Cirurgião responsável pelo transplante, Fernando Atik tem larga experiência nesse tipo de procedimento. Ele montou o serviço de transplante cardíaco no Distrito Federal. Desde 2007, já fez 276 transplantes na Rede Pública do DF e diz que o sucesso de uma cirurgia desse porte é o resultado do trabalho em equipe.
Atik explica que a internação dura o tempo necessário para que a paciente tenha alta em condições seguras. “Quando o coração não funciona direito, todos os órgãos passam a sofrer”, explica o médico. No caso da dona Luzanira, os rins estavam funcionando precariamente. E quando chega em um momento em que o tratamento padrão não surte mais o efeito desejado, nós optamos pelo transplante”, acrescenta.
Apesar da experiência, Atik se emociona com a história de cada paciente. Para ele, todos têm uma história de vida e de recuperação para contar. O importante, no pós-operatório, é seguir à risca as orientações dos médicos. Também é preciso manter, por toda a vida, a medicação contra a rejeição e alguns cuidados com a alimentação, manter hábitos de vida saudáveis. Luzanira terá acompanhamento de perto pela equipe médica, rotineiramente.
Transplante de órgãos
O Hospital Brasília realiza transplantes de medula óssea (autólogo e alogênico), de fígado e de rim. Recentemente, tornou-se o primeiro hospital privado do Distrito Federal credenciado para a realização de transplante cardíaco.

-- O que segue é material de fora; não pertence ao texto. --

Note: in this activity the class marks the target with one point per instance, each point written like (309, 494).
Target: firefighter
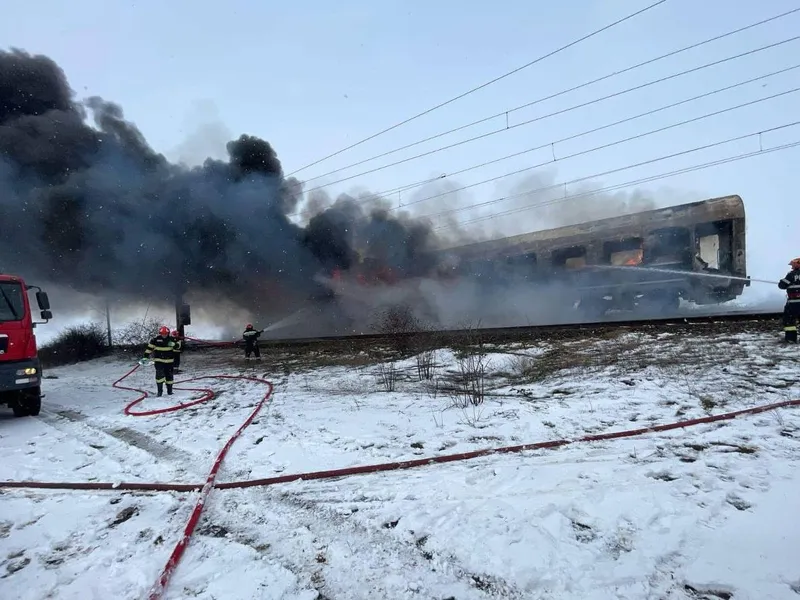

A instituição é a segunda do país em número de transplantes de fígado em hospitais privados e a primeira do Centro-Oeste, segundo dados do Registro Brasileiro de Transplantes, de 2019. Em janeiro do ano passado, o primeiro implante renal por cirurgia robótica com uma equipe médica 100% brasileira foi realizado no Hospital Brasília.
O Distrito Federal é uma das unidades da Federação com mais doação de órgãos, mas a pandemia diminuiu consideravelmente este número. Tanto pelo aumento da mortalidade em casa, quanto pela diminuição do número de acidentes e ainda pela quantidade de doadores contaminados. Para Fernando Atik, é preciso haver mais campanhas de conscientização para a doação no Brasil. “Um doador pode salvar muitas vidas, mas as famílias precisam consentir a retirada dos órgãos. Ainda temos muito trabalho pela frente para aumentar o número de doadores”, conclui o médico.